HQbird: Advanced FirebirdSQL

HQbird 2024R2 Update 11

Release focus: Security patches for Firebird 2.5, new encryption plugin capabilities, FBDataGuard improvements, and general stability fixes.

SECURITY ALERTS

Firebird 2.5 — Critical Vulnerabilities Fixed

ACTION REQUIRED for all Firebird 2.5 users.

Firebird 2.5 vanilla reached end-of-life in 2019 and no longer receives upstream security updates. This release of HQbird backports fixes for several serious vulnerabilities recently discovered and already patched in Firebird 3.0, 4.0, and 5.0.

• CVE-2026-28212 — Fixed in HQbird Firebird 2.5.27192
• CVE-2025-54989 — Fixed in HQbird Firebird 2.5.27192
• CVE-2026-33337 — Fixed in HQbird Firebird 2.5.27192
• CVE-2026-35215 — Fixed in HQbird Firebird 2.5.27192
• CVE-2025-65104 — Fixed (client-only issue: fbclient.dll connecting to Firebird 4+)
• CVE-2026-40342 — Not applicable, does not exist in Firebird 2.5

Recommendation: Upgrade all existing Firebird 2.5 installations to the latest HQbird Firebird 2.5 immediately.

Firebird 3.0 / 4.0 / 5.0 — Use Latest Versions

The vulnerabilities listed above also affect Firebird 3.0, 4.0, and 5.0. They have been addressed in the following upstream vanilla releases:

• Firebird 3.0.14
• Firebird 4.0.7
• Firebird 5.0.4

For HQbird users, the recommended versions included in this release (2024 R2 Update 11) are:

• Firebird 5.0 — recommended build: 5.0.5.xxx
• Firebird 4.0 — recommended build: 4.0.8.xxx
• Firebird 3.0 — recommended build: 3.0.15.xxx

FIREBIRD 5 — IMPORTANT BUG FIX

The QA team identified a significant, long-standing bug affecting the optimization of complex queries with many LEFT JOIN clauses. This has been fixed in the Firebird 5 build included in this HQbird release.

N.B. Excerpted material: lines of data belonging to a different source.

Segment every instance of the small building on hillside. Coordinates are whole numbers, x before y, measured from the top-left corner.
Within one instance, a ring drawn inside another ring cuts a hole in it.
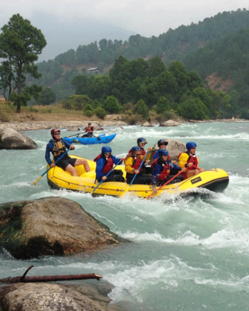
[[[89,73],[95,73],[95,75],[98,75],[100,73],[100,70],[98,67],[89,68],[89,69],[87,69],[87,71]]]

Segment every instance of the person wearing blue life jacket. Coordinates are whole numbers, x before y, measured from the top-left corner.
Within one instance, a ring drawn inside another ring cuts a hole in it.
[[[93,137],[94,128],[93,128],[93,126],[92,126],[91,122],[89,122],[88,126],[86,126],[85,128],[85,130],[86,130],[86,134],[82,135],[82,138],[83,137]]]
[[[165,149],[166,146],[167,144],[168,144],[168,142],[166,142],[166,140],[159,140],[158,141],[158,150],[156,150],[153,153],[153,160],[156,160],[159,158],[159,156],[158,156],[159,150]],[[169,160],[170,160],[169,155]]]
[[[111,148],[109,146],[104,146],[101,149],[101,153],[99,154],[95,159],[94,162],[96,162],[96,179],[100,182],[116,181],[116,182],[124,182],[123,177],[123,172],[121,169],[113,169],[108,176],[107,175],[113,168],[114,164],[118,163],[122,163],[124,160],[124,158],[116,158],[111,154]]]
[[[151,148],[149,147],[148,151],[151,151]],[[129,152],[126,158],[124,159],[124,169],[127,172],[127,183],[130,184],[136,175],[136,178],[133,183],[149,185],[151,183],[151,174],[143,172],[142,167],[140,167],[142,160],[144,160],[145,154],[142,155],[142,150],[138,146],[135,146],[131,148],[131,152]],[[146,157],[145,160],[149,160],[150,152]]]
[[[160,186],[165,183],[167,180],[169,180],[174,175],[170,175],[172,169],[174,171],[183,171],[184,172],[186,169],[181,168],[178,165],[173,164],[168,158],[169,152],[166,149],[160,149],[158,151],[158,158],[154,160],[151,164],[152,174],[151,184],[154,192],[156,192],[156,187]],[[179,182],[183,180],[183,177],[181,175],[174,179],[170,183]]]
[[[66,149],[74,150],[75,147],[60,138],[60,130],[58,129],[53,129],[51,131],[51,135],[53,139],[50,140],[46,145],[45,159],[51,167],[55,167],[55,164],[51,161],[50,158],[50,153],[53,154],[54,161],[55,162],[59,158],[62,157]],[[56,166],[61,167],[64,171],[69,171],[73,176],[77,176],[77,170],[75,168],[77,165],[84,165],[86,171],[91,171],[86,160],[72,158],[68,153],[65,154],[65,156],[56,163]]]

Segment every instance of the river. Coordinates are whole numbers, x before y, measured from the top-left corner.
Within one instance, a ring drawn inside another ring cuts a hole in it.
[[[3,249],[0,278],[22,275],[30,265],[29,276],[95,272],[114,285],[112,303],[131,311],[249,310],[249,122],[107,126],[104,133],[117,133],[109,144],[117,156],[124,156],[139,137],[146,138],[147,147],[161,138],[194,141],[200,167],[225,170],[228,187],[205,198],[162,196],[149,200],[52,190],[46,176],[33,187],[30,182],[46,169],[50,131],[24,132],[39,148],[0,150],[0,203],[64,197],[132,243],[90,254],[30,261],[16,260]],[[73,133],[62,131],[62,136]],[[73,154],[93,160],[102,147],[77,144]]]

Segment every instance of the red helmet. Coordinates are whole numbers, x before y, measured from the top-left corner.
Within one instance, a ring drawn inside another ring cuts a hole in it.
[[[59,129],[53,129],[53,130],[51,130],[51,135],[52,135],[53,138],[55,138],[54,137],[55,134],[55,133],[57,133],[57,132],[60,133],[60,130]]]

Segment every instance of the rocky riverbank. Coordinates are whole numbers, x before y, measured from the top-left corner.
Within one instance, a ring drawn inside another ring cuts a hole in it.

Details: https://github.com/IBSurgeon/hqbird/commit/2f91fa002ff29d95eb0238666270928b575d568f/

ENCRYPTION PLUGIN IMPROVEMENTS

KeyHolderStdin support has been added for Firebird 4. This capability was previously available only in Firebird 5 (Firebird 3 uses a different mechanism). With this update, Firebird 4 users can now pass encryption passwords via stdin, enabling secure use of command-line tools without saving passwords to disk.

Tools covered: gfix, gbak, nbackup.

It is no longer necessary to use KeyHolder.conf password storage, even during development and debugging.

Installation:

• Vanilla HQbird users: An updated installation script (downloads and installs the encryption plugin on Windows) is available at: https://github.com/IBSurgeon/FirebirdEncryptionPluginInstall
• HQbird licensed users: Included directly in the HQbird installer.

SILENT MODE INSTALLATION (WINDOWS)

Several improvements have been made to the Windows silent installation process to provide a more flexible and configurable installation experience.

HQBIRD FBDATAGUARD CHANGES

Improvements

• Adjusted default additional parameters for reinitialization.
• Replication configuration generation: removed all configuration keys with empty values; removed elements irrelevant to the node's role (parameters retained in settings after switching master/replica roles, or after version upgrades from 2/3 to 4/5).
• Enforced UTF-8 encoding for database connections (restores previously existing behavior).
• Upgraded to Jaybird 5.12.
• Fixed connection string generation when working with a custom list of authorization plugins.
• Added a uniqueness check and requirement for the registration name entered for databases.

Access Rights Separation for Guest user

A new access rights separation mechanism has been implemented for admin and guest users.

Default guest credentials (changed):
access.guest-login = viewer
access.guest-password = password4viewer

Guest user restrictions:

• Cannot run on-demand tasks (shows an "Access denied" dialog).
• Cannot perform reinitialization.
• Cannot manage trace sessions, speed tests, or change passwords.

Additional notes:

• Passwords can only be changed by manually editing the file: \HQBirdData\config\access.properties
• If access.guest-password is left empty, login via the guest account is blocked entirely.
• Uniqueness of admin and guest usernames is not validated.

Bug Fixes

• Fixed several issues in error handling for insufficient filesystem permissions.
• Added additional logging and error notifications in the VSS request handler.
• Adjusted default configurations to match the new default passwords for file transfer tasks (port: 8722 / user: socketuser / strong password).
• Fixed an occasional false-critical notification for databases in the state "all tasks temporarily disabled".